The degradation efficiency generally negatively correlated with the number of aromatic rings of the pollutants, so the degradation efficiency was the highest for naphthalene and the lowest for pyrene without the use of peroxide. This observation is in line with the expectation that more complex, condensed aromatic ring structures are more resistant to degradation. The combined administration of peroxide and enzymes was the most beneficial for highly stable pyrene containing four fused aromatic rings. Among these treatments, the PAH1_105 1,2-dioxygenase enzyme exhibited the highest effectiveness in the presence of CaO2.

Similarly to our research, some studies showed that the chemical oxidations by hydrogen peroxide represent promising pretreatment before the bioremediation for the removal of hydrophobic contaminants49,50,51; however, these treatments have not been used in enzymatic bioremediation. Liao et al. (2019) demonstrated that chemical oxidation is a great pretreatment option coupled with bioremediation to remove PAHs from soil49. They found that applying potassium permanganate enhanced the removal efficiency among other oxidants (activated persulfate, Fenton, and modified Fenton). On the other hand, permanganate decreased the microbial diversity and delayed the population recovery, whilst the Fenton treatment applied hydrogen peroxide, which only had a slight impact on indigenous microbial diversity.

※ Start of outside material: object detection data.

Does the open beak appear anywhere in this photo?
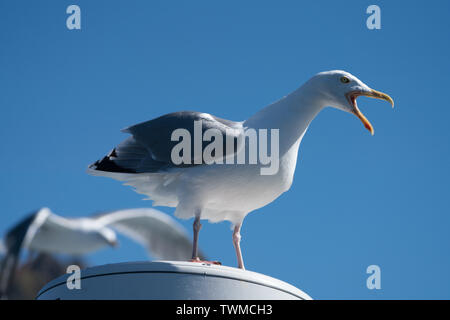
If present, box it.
[347,89,394,135]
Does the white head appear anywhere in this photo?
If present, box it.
[307,70,394,135]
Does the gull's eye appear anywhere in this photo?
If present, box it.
[341,77,350,83]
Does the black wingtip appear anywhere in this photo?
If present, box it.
[89,149,136,173]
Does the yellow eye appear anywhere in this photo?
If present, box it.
[341,77,350,83]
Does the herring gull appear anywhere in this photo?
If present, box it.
[88,70,394,269]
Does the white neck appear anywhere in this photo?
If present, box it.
[244,82,326,155]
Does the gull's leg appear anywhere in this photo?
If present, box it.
[233,223,245,270]
[190,212,221,265]
[192,214,202,260]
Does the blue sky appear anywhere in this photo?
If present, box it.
[0,0,450,299]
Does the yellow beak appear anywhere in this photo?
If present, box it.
[349,90,394,135]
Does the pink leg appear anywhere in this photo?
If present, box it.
[192,215,202,260]
[190,215,221,265]
[233,224,245,270]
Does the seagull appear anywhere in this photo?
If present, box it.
[0,208,199,297]
[88,70,394,269]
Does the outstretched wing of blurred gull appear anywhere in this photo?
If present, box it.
[0,208,198,296]
[97,208,197,260]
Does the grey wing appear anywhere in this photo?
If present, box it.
[98,208,203,260]
[89,111,243,173]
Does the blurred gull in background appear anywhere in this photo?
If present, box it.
[0,208,200,297]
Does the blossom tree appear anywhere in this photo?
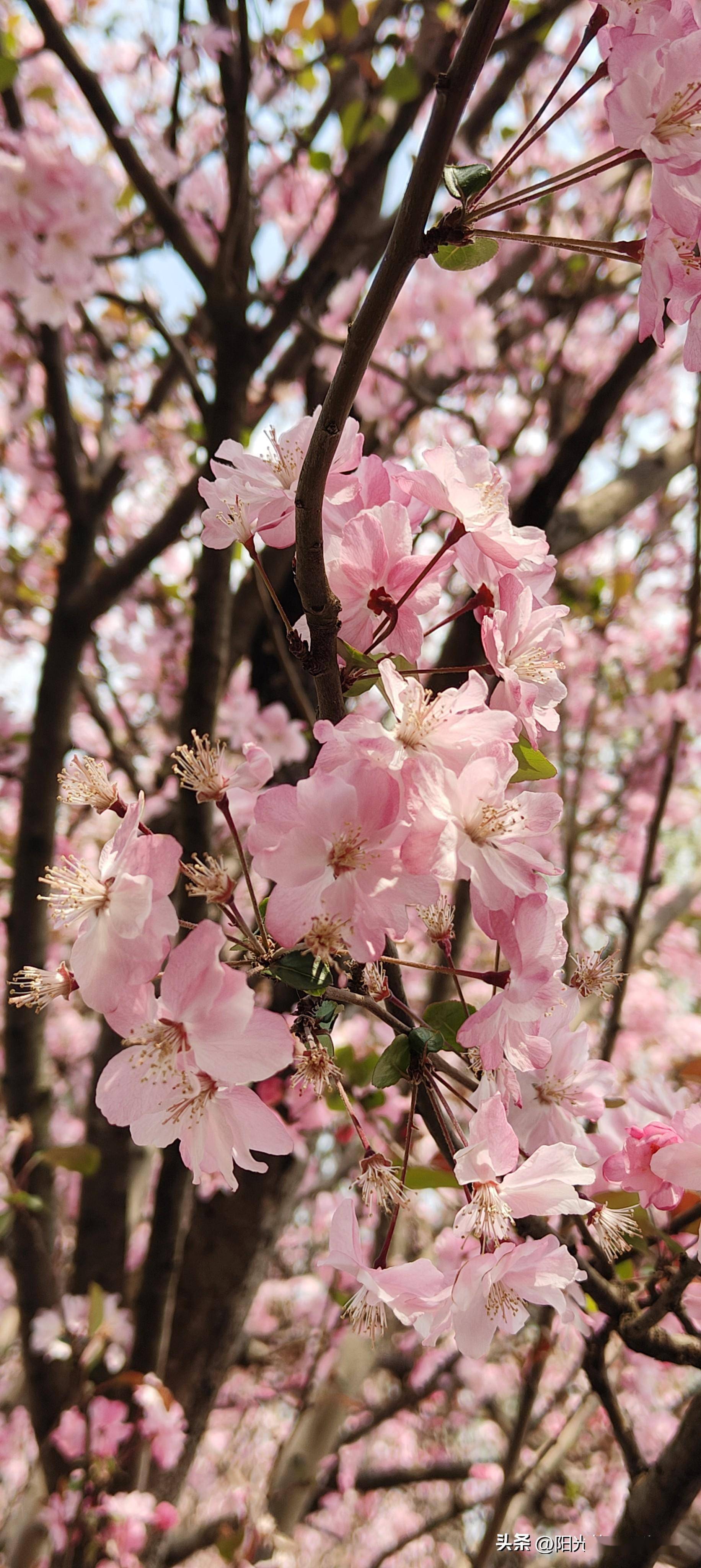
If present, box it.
[0,0,701,1568]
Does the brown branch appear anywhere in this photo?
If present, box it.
[514,337,655,532]
[601,392,701,1062]
[599,1394,701,1568]
[582,1326,648,1480]
[472,1306,554,1568]
[546,430,693,555]
[70,1022,135,1295]
[297,0,507,723]
[66,469,205,634]
[28,0,212,290]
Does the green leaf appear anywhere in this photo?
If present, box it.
[372,1035,411,1088]
[37,1143,102,1176]
[339,99,365,152]
[268,952,331,996]
[408,1024,444,1055]
[404,1165,460,1192]
[510,740,557,784]
[334,1046,380,1088]
[442,163,491,204]
[433,235,499,273]
[361,1088,384,1110]
[383,55,422,103]
[336,637,378,670]
[424,1002,475,1050]
[0,55,19,93]
[5,1187,44,1214]
[339,0,361,39]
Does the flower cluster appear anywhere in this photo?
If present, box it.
[22,415,701,1361]
[599,0,701,370]
[0,132,114,326]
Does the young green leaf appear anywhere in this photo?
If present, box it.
[383,55,422,103]
[372,1035,411,1088]
[433,235,499,273]
[404,1165,460,1192]
[424,1000,475,1050]
[510,740,557,784]
[442,163,491,204]
[39,1143,102,1176]
[406,1024,444,1055]
[268,952,331,996]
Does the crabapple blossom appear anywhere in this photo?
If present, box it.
[320,1198,447,1334]
[328,500,447,660]
[96,920,293,1192]
[602,1121,688,1209]
[133,1372,187,1469]
[481,574,568,746]
[452,1236,585,1358]
[248,761,437,961]
[199,408,362,550]
[444,746,561,910]
[458,894,564,1073]
[455,1094,594,1242]
[44,797,180,1014]
[510,991,618,1157]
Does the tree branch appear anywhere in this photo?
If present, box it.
[297,0,507,723]
[27,0,212,292]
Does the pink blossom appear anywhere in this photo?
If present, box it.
[328,502,447,660]
[96,920,293,1190]
[649,1106,701,1185]
[605,30,701,174]
[248,761,437,960]
[510,990,616,1157]
[88,1394,133,1460]
[133,1374,187,1469]
[100,1491,155,1558]
[52,1405,88,1460]
[602,1121,685,1209]
[455,1094,594,1243]
[458,894,564,1073]
[452,1236,585,1359]
[320,1198,450,1336]
[444,745,561,910]
[481,575,568,746]
[400,441,547,586]
[199,408,362,550]
[47,797,182,1014]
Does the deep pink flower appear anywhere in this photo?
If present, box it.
[133,1372,187,1469]
[52,1405,88,1460]
[602,1121,687,1209]
[88,1394,133,1460]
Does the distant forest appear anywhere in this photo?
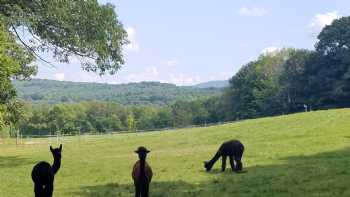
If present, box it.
[13,79,223,105]
[0,12,350,135]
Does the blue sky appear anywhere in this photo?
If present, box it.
[36,0,350,85]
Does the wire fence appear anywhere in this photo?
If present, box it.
[0,120,242,145]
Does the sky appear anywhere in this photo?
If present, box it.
[35,0,350,85]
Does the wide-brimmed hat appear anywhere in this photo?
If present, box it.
[135,146,151,153]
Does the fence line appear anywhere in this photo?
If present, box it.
[0,120,243,145]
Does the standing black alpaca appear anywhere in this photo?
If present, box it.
[32,144,62,197]
[204,140,244,172]
[132,146,153,197]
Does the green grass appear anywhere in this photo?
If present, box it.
[0,109,350,197]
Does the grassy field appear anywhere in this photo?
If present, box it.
[0,109,350,197]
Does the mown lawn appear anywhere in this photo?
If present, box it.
[0,109,350,197]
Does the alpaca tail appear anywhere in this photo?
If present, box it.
[34,184,53,197]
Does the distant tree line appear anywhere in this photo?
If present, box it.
[18,100,221,135]
[222,17,350,120]
[0,17,350,137]
[13,79,222,105]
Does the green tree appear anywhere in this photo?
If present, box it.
[0,0,127,74]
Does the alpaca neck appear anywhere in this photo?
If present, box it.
[52,159,61,174]
[209,151,221,166]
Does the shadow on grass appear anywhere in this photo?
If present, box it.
[70,148,350,197]
[0,156,32,168]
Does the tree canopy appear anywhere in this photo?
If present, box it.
[0,0,128,131]
[0,0,128,75]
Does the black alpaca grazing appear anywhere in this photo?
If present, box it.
[132,146,153,197]
[32,144,62,197]
[204,140,244,172]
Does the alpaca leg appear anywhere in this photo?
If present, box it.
[235,160,243,172]
[221,155,227,172]
[144,183,149,197]
[34,184,43,197]
[230,156,235,171]
[135,184,141,197]
[44,183,53,197]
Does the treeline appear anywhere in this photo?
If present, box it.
[17,100,221,135]
[222,17,350,120]
[0,17,350,137]
[13,79,222,105]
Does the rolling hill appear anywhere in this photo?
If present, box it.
[13,79,222,105]
[0,109,350,197]
[195,80,229,88]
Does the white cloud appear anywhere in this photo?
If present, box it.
[170,73,200,86]
[126,66,161,82]
[309,11,341,37]
[239,43,249,48]
[54,73,64,81]
[161,59,179,66]
[126,27,140,52]
[261,46,279,55]
[237,6,270,16]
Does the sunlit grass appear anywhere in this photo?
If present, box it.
[0,109,350,197]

As several studies reported52,53,54, applying specific enzymes in bioremediation offers some advantages compared to the use of microbial cells, including enhanced specificity, simplified handling and storage, higher mobility, and activity even in the presence of high concentrations of toxic contaminants. Furthermore, the enzymes do not require nutrient supplementation and may be applicable under extreme environmental conditions. Although the enzyme-based bioremediation methods seem advantageous clean-up technologies, some limitations of these technologies have been demonstrated54,55,56. Free enzymes are generally unstable, may be degraded and consequently exist for only a short time in a soil environment; the individually applied free enzymes cannot completely degrade the contaminants.

Although, in many cases, enzymes can usually carry out only the first transformation steps, these first biotransformation steps are usually the limiting factors for further biodegradation57. Therefore, the direct application of enzymes in contaminated environmental matrices, particularly in soils contaminated with highly degradable PAH compounds, is a feasible option, as our research illustrates.

The Biolog EcoPlates™ allows for detecting metabolic activities and physiological diversity of microbial communities in the environment41,58. Our study also demonstrated the applicability of the Biolog EcoPlate™ as a reliable tool for evaluating the activity of PAH-contaminated and remediated soils’ microbial community and a necessary method to complement the chemical analysis of the contaminants was well demonstrated.

In conclusion, the applied novel enzymes effectively degraded the contaminants; the used CaO2 slightly reduced the degradation rate in the case of naphthalene and phenanthrene while enhancing the removal of anthracene and pyrene. The novel enzyme-mediated bioremediation can be a feasible and efficient option in nutrient-poor contaminated soils with low biological activity.